Query plan Explain

Interviewer: I see on your resume that you are familiar with SQL optimization, how do you optimize in your work?

We will enable the slow query log, catch the slow SQL, first use Explain to look at the query plan, mainly look at the columns type, Possible_keys, key, rows and extra, and then optimize accordingly.

Interviewer: Tell me more about these columns

Type is an important reference indicator of the SQL performance. Generally speaking, it is required to be at least index level, followed by possible_keys and key. Take a look at the possible indexes, see if they are actually used, and if not, analyze why.

If there is no index available, it is simple to build the index normally.

If the desired index is used and the execution plan is fine, look at the number of rows scanned. If the number of rows scanned is very large, this will need to slowly change the SQL to try to optimize the number of rows scanned (this requires a strong background), or consider the data table and library. Finally, look for extra time-consuming operations, such as in-file sorting.

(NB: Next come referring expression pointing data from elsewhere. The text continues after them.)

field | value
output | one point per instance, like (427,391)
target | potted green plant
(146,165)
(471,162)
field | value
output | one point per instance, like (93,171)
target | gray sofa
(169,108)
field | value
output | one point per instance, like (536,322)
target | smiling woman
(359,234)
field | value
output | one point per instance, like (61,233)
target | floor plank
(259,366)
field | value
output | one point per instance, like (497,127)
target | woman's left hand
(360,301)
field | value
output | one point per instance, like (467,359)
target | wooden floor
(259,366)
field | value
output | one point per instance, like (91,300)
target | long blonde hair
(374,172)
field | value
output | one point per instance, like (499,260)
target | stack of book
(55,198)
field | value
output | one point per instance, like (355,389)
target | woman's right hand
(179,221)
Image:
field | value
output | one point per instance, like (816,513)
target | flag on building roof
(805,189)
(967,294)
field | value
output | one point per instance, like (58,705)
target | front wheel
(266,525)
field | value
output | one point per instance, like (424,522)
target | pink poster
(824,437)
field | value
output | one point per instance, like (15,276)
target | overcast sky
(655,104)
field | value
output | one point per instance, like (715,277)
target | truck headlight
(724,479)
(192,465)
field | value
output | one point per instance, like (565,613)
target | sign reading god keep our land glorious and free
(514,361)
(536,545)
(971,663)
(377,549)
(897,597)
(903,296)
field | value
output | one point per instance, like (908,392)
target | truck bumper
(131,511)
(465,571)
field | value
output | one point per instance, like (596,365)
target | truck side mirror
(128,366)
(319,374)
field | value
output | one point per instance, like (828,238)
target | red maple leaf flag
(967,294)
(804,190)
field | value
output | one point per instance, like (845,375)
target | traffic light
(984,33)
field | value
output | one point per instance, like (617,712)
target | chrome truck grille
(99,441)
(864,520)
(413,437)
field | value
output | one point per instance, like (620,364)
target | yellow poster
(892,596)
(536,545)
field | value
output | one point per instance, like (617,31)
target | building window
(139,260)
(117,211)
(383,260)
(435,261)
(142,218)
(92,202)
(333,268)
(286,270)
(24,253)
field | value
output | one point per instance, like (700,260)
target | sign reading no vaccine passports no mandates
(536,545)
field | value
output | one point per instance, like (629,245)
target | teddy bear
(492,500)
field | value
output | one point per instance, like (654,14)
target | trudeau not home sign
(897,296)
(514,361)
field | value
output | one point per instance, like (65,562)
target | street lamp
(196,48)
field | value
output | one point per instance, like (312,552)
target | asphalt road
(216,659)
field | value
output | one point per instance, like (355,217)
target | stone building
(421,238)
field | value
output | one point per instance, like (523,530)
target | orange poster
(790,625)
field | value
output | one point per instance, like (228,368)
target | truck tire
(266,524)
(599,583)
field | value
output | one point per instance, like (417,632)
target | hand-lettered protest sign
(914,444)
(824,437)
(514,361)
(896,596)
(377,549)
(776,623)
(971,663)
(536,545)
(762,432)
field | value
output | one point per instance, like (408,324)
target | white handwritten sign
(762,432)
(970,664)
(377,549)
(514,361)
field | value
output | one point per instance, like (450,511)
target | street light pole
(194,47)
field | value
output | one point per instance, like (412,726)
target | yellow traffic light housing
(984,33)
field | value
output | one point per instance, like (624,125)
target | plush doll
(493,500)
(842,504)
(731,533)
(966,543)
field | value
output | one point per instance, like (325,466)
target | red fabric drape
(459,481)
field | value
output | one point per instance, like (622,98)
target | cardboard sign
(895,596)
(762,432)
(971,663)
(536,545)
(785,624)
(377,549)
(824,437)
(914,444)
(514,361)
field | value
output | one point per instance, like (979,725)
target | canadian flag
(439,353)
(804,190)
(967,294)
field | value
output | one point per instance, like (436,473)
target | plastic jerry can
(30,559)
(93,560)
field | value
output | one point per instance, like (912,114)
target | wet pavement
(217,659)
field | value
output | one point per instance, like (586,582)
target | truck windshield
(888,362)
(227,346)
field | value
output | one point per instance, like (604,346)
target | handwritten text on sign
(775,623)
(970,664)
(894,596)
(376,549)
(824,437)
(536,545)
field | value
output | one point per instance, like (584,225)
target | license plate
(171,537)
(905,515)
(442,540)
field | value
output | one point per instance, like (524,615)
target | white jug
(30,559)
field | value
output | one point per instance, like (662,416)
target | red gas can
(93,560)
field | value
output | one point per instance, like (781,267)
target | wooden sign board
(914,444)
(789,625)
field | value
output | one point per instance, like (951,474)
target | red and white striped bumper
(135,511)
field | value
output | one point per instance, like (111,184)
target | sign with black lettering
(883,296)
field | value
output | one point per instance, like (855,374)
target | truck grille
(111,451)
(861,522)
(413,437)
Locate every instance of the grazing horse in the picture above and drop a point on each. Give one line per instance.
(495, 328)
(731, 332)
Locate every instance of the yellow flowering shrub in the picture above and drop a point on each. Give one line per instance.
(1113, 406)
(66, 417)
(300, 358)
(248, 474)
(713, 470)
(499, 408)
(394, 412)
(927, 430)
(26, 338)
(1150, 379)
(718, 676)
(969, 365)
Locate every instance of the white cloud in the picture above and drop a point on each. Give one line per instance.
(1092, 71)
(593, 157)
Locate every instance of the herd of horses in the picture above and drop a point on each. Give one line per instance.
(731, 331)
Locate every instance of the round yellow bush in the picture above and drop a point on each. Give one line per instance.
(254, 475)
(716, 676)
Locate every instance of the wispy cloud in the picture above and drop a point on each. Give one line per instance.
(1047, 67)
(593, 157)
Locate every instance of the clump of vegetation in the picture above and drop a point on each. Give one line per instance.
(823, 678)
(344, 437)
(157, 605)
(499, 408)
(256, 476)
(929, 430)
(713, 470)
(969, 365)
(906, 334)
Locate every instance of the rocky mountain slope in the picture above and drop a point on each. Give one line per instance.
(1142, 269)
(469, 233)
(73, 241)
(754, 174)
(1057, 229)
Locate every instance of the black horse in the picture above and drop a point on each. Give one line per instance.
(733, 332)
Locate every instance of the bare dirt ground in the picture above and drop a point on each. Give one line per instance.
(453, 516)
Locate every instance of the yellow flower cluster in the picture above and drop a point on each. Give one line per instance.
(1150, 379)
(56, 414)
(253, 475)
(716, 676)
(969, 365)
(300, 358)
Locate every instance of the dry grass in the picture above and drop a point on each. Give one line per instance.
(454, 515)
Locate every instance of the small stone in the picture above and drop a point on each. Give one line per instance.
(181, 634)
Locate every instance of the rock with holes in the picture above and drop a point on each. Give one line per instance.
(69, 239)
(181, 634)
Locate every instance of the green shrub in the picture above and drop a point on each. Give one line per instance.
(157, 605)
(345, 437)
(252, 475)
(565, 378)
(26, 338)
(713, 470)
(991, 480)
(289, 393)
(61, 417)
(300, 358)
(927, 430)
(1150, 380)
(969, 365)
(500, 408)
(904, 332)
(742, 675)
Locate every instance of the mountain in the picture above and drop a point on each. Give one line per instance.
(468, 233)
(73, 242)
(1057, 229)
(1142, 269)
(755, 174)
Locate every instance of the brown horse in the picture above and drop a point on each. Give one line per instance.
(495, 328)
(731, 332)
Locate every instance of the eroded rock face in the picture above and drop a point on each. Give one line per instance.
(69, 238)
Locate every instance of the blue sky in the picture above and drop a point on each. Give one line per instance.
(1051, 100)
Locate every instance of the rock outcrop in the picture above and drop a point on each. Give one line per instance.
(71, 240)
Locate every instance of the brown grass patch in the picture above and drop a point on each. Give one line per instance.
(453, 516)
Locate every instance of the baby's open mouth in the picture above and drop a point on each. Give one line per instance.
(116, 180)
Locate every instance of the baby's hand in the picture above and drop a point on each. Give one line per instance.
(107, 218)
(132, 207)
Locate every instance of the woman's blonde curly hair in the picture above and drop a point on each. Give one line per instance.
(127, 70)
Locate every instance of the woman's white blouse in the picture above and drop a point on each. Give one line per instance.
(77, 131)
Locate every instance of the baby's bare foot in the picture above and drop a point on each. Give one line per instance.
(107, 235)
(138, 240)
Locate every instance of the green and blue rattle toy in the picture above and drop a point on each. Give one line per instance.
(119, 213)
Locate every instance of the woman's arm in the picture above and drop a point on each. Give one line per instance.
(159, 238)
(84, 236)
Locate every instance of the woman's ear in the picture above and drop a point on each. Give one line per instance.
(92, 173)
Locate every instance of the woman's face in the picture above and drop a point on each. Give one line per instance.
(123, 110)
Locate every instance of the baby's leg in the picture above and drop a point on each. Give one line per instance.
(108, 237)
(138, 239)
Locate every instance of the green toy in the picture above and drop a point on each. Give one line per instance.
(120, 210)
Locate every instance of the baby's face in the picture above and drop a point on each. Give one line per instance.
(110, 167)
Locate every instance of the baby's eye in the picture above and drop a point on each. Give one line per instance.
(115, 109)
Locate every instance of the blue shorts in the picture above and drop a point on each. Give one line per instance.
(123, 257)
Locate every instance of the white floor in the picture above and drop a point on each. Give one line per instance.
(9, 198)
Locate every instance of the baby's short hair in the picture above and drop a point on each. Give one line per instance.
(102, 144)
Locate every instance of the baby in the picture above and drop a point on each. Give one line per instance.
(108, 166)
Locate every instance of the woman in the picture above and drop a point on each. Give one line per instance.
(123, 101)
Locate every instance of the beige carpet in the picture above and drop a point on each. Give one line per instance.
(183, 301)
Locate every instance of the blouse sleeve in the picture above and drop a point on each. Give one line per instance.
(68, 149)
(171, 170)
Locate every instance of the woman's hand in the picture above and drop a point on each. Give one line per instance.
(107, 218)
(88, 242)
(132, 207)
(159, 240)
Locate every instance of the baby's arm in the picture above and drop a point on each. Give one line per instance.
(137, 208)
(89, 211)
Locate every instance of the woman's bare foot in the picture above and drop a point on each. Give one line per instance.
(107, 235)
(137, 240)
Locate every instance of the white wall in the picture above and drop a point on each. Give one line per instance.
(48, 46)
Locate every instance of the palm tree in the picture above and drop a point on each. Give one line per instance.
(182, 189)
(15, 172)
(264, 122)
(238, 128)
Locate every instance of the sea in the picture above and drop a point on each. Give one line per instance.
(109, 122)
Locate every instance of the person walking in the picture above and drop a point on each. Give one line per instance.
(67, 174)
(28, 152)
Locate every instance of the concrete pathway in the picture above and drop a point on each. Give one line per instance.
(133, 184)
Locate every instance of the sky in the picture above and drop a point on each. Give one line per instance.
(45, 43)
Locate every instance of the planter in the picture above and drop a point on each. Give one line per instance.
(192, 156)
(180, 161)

In fact, the bottom line is to see if the query uses the index, if the index is still slow to optimize the number of scanned rows

Interviewer: What are the values of type and what does it mean

The following table is the most common, with performance deteriorating from top to bottom:

value On behalf of the meaning
const Indicates that the primary key index is used to look up records at once, which is very good because only one record is matched
eq_ref Generally, join appears, indicating that each row in the left table has a unique record corresponding to it in the right table. For example, the user account table and user information table are associated with userId
ref Although an index is used, the value of the index column is not unique and there are duplicates. In this way, even if the first data is quickly found using the index, it still cannot be stopped and a small scan near the target value is performed
range Range scan based on index columns, such as where with “<“, “>”, “between and”
index Performs a sequential full table scan based on indexes. Compared with all, it performs a full table scan based on the index order
all A full table scan requires that all row records be scanned

So what’s the difference between index and all? Many tutorials on the web say that index only scans the index tree and does not access specific row records, which is actually wrong. A full table scan is performed on index and all, but MySQL performs a full table scan in index order rather than row scan. In other words, it’s sequential disk IO. The extra column only scans the index tree if it shows using index, because using index implies that MySQL is using an overwrite index, and that the desired results can be obtained directly from the index tree without the need to scan rows.

The advantages and disadvantages of indexes

Interviewer: You just said that optimization boils down to looking at the index. Why is the query faster when there is an index?

Because index is a data structure used to improve query speed, we use InnoDB storage engine, which stores all index fields of records in a B+TREE data structure, which has some features of binary TREE, query is very fast. Without an index, it needs to scan every page on disk, and with an index it can selectively scan pages. Changed random disk I/O to selective disk I/O. Much fewer disk I/OS are performed.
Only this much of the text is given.